A woman wrote you about flirting relentlessly with a male classmate who seemed interested in her but may have been too timid to ask her out. You asked her, “If a man can’t endure a possible 10 seconds of rejection, is he the man you want with you when danger rears its head?” Absent a link between shyness and an inability to defend a woman in danger, I think you’re being unfair to shy guys. –Irked
If timidity were useful in defending people in danger, police sergeants would announce to their beat cops, “Okay, everybody, go out there and hide in the back seat of your patrol car!”
You’re right that physical courage – willingness to risk physical pain – is different from emotional courage: willingness to risk rejection or other social pain. But they’re more related than you think. Brain imaging research by UCLA’s Naomi Eisenberger and Matthew Lieberman finds that the same regions of the brain that are activated by physical pain are activated by social pain, and Eisenberger reports that “individuals who are more sensitive to one kind of pain are also more sensitive to the other.” Further pointing to a connection, what’s good for a sprained ankle seems good for a sprained ego. In research Eisenberger collaborated on, 500 milligrams of acetaminophen (think Tylenol) taken twice daily was actually found to diminish emotional pain. So, no, it isn’t a stretch to suspect that a guy who shrinks from social ouchies might respond to physical danger as if his spirit animal were the breadcrumb.
There’s this notion that the shy guy approaches “the chase” like it’s the “lie there like cold salmon,” simply because he isn’t a people person. That actually describes an introvert – somebody energized by being alone and easily overstimulated in a crowd but who isn’t necessarily afraid to hit on a girl he’s interested in. But a shy person, instead of having self-esteem, has “what other people think of me”-esteem. This means a woman’s rejection isn’t just a bummer; it’s a crushing confirmation of his worthlessness as anything more than a container of salable plasma.
When a guy’s male role model appears to be grape jelly, it isn’t a woman’s cue to do all the work to make a relationship happen. This is dating, not a pet adoption. Besides, you get what you settle for. A guy desperate for approval is a guy a woman can never count on – to show her who he really is, to stand up for what he believes in, or, maybe, to even know what he believes (without sticking a wet finger in the air).

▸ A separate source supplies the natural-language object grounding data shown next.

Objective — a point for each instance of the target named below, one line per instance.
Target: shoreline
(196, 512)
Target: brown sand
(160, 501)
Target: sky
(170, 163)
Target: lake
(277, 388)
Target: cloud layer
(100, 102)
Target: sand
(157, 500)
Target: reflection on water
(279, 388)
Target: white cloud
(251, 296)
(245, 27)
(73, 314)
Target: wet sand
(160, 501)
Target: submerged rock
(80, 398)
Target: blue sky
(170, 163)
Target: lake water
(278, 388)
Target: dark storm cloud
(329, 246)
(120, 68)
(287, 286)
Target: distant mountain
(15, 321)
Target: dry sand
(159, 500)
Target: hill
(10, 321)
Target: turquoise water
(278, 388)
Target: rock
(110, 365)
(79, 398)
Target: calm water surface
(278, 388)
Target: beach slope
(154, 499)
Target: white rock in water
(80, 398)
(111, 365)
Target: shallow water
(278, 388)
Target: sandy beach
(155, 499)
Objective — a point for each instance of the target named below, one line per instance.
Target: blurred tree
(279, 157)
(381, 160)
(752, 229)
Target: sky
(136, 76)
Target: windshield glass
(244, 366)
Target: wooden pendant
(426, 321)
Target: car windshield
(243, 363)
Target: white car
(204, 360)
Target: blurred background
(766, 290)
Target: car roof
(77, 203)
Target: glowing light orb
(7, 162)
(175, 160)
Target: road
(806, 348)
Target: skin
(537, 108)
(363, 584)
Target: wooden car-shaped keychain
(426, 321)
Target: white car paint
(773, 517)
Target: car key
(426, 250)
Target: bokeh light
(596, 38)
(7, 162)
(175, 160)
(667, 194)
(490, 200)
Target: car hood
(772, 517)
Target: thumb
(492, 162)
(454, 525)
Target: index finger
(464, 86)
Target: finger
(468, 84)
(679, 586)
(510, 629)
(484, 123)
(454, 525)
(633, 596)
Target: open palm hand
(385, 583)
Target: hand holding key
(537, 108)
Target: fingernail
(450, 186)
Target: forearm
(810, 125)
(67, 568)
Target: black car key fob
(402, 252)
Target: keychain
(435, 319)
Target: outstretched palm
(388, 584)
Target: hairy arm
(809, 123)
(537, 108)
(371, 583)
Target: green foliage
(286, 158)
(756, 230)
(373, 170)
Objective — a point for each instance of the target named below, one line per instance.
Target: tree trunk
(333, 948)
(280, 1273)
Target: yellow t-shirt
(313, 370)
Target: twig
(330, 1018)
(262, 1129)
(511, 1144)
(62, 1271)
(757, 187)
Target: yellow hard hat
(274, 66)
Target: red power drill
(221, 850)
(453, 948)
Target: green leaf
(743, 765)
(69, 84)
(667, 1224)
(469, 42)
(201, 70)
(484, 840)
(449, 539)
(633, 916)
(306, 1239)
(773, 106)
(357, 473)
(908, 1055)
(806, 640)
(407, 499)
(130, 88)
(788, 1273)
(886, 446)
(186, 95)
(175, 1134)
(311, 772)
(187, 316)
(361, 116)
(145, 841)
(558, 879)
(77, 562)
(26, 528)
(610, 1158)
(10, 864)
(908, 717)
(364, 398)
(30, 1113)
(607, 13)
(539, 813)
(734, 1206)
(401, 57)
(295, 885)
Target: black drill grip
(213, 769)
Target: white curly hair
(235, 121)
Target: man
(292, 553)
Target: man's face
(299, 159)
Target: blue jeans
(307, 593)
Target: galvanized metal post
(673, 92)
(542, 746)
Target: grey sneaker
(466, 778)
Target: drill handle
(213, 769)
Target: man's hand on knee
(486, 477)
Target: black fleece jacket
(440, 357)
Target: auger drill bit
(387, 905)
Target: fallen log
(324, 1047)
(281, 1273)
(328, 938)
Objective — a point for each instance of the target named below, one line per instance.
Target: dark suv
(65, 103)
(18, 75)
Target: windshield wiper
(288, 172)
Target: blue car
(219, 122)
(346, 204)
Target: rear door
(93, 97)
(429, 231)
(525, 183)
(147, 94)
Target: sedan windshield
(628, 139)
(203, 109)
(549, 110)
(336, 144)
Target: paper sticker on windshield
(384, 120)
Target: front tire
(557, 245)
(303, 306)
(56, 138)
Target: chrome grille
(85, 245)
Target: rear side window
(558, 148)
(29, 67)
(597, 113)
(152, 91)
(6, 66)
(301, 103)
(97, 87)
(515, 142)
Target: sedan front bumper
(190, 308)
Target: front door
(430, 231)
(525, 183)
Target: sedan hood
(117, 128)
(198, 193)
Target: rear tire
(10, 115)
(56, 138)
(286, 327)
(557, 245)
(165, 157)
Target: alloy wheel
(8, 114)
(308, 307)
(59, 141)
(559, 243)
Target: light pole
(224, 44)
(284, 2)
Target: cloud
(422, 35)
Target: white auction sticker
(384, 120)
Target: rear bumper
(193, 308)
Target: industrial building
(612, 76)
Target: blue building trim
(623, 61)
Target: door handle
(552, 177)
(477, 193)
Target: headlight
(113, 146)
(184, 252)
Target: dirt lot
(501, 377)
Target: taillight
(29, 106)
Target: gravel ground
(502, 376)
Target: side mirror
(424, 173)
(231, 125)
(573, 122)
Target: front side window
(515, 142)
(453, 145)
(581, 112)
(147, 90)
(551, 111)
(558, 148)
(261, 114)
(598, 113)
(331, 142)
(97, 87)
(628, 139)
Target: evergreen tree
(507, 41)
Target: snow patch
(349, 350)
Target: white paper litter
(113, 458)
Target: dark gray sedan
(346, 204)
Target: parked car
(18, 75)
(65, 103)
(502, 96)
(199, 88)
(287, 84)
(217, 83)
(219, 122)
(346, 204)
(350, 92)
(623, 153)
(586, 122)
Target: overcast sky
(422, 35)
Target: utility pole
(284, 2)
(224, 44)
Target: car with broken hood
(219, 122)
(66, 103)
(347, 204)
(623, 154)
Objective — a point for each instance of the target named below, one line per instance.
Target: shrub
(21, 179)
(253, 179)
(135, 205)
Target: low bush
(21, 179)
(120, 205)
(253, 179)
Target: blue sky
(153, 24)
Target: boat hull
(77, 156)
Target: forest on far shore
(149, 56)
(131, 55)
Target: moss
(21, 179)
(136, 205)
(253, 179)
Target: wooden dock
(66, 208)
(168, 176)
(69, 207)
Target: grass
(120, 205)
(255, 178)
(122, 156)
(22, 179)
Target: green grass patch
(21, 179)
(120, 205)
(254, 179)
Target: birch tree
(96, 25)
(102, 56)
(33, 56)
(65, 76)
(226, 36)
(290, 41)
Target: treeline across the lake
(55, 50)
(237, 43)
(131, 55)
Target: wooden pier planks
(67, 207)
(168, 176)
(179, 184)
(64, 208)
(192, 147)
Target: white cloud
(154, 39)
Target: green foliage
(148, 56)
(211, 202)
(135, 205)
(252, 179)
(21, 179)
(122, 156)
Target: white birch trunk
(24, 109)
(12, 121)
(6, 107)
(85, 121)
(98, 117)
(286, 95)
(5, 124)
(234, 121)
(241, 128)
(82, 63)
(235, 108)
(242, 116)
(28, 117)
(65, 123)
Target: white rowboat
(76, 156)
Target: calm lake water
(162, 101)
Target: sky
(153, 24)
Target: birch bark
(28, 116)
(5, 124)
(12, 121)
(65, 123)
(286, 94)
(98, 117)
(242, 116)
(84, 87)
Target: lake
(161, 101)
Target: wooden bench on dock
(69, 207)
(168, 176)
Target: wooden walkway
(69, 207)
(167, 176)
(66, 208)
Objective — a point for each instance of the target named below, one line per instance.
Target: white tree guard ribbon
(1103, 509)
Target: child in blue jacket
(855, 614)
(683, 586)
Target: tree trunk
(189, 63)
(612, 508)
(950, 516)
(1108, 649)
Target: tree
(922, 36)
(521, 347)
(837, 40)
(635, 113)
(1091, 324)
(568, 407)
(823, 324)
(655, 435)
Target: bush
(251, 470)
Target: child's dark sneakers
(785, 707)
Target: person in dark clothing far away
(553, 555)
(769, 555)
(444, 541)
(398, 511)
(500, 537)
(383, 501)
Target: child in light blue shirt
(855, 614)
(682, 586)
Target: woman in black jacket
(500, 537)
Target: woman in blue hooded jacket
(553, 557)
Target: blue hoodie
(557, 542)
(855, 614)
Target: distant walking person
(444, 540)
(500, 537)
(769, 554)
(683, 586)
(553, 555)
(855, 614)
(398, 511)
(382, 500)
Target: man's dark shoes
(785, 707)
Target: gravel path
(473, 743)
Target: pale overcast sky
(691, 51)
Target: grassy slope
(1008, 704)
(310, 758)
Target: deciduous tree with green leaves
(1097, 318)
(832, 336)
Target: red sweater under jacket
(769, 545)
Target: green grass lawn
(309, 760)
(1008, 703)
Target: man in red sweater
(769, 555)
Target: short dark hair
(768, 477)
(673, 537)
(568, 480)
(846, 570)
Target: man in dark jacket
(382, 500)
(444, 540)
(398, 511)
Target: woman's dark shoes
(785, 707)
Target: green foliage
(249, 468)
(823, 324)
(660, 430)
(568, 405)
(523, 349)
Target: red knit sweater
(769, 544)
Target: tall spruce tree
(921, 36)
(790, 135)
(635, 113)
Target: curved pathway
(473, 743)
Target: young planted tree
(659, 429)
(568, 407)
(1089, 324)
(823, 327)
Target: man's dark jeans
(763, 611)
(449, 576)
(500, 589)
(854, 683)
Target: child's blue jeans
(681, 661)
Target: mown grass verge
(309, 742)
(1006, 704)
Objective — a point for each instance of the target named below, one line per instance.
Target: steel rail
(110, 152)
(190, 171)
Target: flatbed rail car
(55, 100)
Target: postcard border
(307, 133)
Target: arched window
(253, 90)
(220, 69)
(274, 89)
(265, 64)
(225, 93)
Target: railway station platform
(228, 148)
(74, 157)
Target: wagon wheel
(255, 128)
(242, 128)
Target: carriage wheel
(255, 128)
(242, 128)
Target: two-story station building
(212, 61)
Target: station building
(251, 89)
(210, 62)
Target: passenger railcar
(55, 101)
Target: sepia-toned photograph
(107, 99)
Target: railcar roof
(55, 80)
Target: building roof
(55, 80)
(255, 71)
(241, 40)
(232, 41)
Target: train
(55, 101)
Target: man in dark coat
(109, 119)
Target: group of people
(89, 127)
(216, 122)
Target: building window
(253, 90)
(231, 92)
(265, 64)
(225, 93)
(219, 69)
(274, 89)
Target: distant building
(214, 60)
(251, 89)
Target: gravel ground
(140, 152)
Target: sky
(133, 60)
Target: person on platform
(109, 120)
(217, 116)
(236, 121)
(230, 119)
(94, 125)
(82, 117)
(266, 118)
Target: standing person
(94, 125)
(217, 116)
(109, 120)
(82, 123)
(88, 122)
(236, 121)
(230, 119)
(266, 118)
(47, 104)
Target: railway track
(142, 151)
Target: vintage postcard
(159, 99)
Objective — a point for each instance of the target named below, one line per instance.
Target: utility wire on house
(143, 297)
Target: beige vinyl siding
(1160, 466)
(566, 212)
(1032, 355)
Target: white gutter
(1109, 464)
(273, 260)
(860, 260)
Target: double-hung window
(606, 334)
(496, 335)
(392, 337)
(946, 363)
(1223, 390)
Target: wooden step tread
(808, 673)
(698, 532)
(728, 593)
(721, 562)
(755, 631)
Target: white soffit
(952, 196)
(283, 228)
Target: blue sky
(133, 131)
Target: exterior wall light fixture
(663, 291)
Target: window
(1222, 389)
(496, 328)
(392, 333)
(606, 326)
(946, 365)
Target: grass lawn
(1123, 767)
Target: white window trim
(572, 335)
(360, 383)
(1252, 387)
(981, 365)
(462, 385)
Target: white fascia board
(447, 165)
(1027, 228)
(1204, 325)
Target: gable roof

A guy like this isn’t someone a woman can respect and admire. That’s essential, because real love involves having a crush on a person as a human being, not taking pity on him for his shortcomings. The shy guy to have is the one who’s worked on himself and come out the other side – who maybe still fears asking a woman out but manages to do it anyway. This tells her something about her – that he wants her more than he wants to avoid rejection – and something about him: that he has the qualities women look for in a man – courage and character and not just the really basic stuff like a Y chromosome and an ability for point-and-shoot urination.